There is no common form for spatial data that covers the complexity of geometric and topological types widely used in R. Traditional, GIS-alike spatial data is exceptional in the way that it does not make use of normal forms for geometric representations. We are working on a framework for complex, hierarchical data that can incorporate standard spatial types and allows working with them in a general and flexible way. We provide tools in R for more general representations of spatial primitives and the intermediate forms required for translation and analytical tasks.

The simple features standard has the following limitations:

- shapes are represented as paths so only planar polygonal shapes are possible
- the standard allows for
`XY[Z[M]]`

geometry,but this is not extensible - there is no capacity to store data against component geometry elements - there is no capacity for internal topology (no vertex-, edge-, or path-sharing).

These limitations mean that it cannot represent in-full every-day objects from GPS, `rgl`

, `ggplot2`

/`ggvis`

, `spatstat`

, `maps`

, TopoJSON, CAD drawings, or from 3D or general model structures.
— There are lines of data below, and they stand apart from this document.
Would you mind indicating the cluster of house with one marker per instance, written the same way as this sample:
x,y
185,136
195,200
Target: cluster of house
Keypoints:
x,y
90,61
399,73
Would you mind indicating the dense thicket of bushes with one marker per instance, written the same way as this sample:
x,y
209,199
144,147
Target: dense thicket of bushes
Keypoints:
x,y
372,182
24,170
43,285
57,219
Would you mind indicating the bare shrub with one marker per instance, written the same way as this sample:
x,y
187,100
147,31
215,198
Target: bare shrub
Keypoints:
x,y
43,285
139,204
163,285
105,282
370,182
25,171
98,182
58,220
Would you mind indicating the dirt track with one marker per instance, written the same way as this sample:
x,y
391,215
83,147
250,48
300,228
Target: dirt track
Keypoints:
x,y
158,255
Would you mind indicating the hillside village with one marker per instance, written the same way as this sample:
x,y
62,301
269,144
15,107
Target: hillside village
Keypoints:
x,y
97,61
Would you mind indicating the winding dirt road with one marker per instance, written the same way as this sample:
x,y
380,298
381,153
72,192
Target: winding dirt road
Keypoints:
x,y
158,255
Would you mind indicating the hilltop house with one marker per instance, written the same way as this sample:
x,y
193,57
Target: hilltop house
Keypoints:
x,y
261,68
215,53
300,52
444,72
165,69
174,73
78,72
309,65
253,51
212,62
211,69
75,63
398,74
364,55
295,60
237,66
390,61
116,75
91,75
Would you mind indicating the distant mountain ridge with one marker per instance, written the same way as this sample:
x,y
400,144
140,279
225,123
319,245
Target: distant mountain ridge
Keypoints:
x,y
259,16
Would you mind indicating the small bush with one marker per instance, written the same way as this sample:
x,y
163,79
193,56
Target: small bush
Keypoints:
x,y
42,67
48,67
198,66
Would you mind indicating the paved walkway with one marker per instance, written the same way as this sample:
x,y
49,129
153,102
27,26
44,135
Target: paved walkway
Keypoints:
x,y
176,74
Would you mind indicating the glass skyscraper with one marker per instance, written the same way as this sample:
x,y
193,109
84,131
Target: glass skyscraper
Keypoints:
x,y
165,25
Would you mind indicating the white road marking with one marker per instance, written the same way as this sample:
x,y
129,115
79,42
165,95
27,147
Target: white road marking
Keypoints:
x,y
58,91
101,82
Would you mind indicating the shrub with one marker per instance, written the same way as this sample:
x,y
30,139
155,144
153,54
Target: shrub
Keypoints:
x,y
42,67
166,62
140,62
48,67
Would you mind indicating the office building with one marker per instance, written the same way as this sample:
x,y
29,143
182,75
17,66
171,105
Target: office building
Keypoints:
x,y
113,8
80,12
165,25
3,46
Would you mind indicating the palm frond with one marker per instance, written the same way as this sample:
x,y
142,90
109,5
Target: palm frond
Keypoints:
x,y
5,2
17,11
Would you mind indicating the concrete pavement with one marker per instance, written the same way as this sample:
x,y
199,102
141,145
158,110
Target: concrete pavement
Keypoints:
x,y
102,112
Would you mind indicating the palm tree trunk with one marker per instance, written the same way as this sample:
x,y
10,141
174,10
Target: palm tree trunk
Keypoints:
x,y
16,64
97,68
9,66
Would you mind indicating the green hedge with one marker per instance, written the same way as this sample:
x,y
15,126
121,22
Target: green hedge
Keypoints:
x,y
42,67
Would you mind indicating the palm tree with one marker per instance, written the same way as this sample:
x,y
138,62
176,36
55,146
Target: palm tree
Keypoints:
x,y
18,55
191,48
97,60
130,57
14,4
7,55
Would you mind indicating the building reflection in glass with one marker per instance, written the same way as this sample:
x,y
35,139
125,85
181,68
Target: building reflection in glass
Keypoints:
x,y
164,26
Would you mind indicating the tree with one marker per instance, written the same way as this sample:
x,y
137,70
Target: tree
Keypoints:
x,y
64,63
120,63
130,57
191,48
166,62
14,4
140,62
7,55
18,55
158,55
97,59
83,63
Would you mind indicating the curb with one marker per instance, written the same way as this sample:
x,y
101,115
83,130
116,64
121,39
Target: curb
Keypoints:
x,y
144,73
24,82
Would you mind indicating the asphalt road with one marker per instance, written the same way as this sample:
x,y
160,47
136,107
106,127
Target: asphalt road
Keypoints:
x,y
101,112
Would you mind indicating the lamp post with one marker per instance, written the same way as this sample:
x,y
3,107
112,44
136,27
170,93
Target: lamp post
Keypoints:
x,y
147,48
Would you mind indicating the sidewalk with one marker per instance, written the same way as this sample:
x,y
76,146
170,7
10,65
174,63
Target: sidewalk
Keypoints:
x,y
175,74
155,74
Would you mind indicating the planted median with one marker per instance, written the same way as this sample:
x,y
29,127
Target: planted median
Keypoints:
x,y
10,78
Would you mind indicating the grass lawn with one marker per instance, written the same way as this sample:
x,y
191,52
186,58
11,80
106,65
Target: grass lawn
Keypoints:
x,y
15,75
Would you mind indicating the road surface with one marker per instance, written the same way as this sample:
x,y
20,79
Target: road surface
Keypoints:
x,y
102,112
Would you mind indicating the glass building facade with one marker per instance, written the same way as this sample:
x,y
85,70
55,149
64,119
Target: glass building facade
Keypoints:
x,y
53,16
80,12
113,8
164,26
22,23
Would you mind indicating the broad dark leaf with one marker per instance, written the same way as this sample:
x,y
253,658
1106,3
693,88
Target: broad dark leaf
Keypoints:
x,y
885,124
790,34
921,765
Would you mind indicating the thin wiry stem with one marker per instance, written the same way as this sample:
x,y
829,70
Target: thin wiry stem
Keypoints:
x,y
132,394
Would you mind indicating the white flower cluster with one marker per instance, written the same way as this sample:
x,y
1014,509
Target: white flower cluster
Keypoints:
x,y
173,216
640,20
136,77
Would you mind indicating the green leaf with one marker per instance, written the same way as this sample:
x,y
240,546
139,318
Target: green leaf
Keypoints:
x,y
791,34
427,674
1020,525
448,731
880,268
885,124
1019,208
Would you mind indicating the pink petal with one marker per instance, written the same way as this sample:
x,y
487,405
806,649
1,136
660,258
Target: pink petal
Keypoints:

Translations between geo-spatial forms and the graphics and data grammars can be disjointed and sometimes awkward, relying on localized implementations that are lossy or inefficient, require 3rd party workflows, or involve unnecessary tasks.

`Simple features`

is rightly seen as a corner-stone resource, but as a central basis for translations it is only able to handle a subset of the wider remit of “spatial data” in R. Topology in the form of component-element sharing (indexing of vertex, edge, arc, path) is not available to simple features, and while there are tools to generate it for certain planar cases, these are not explicitly available outside provided workflows and this information is not generally available for extensible uses.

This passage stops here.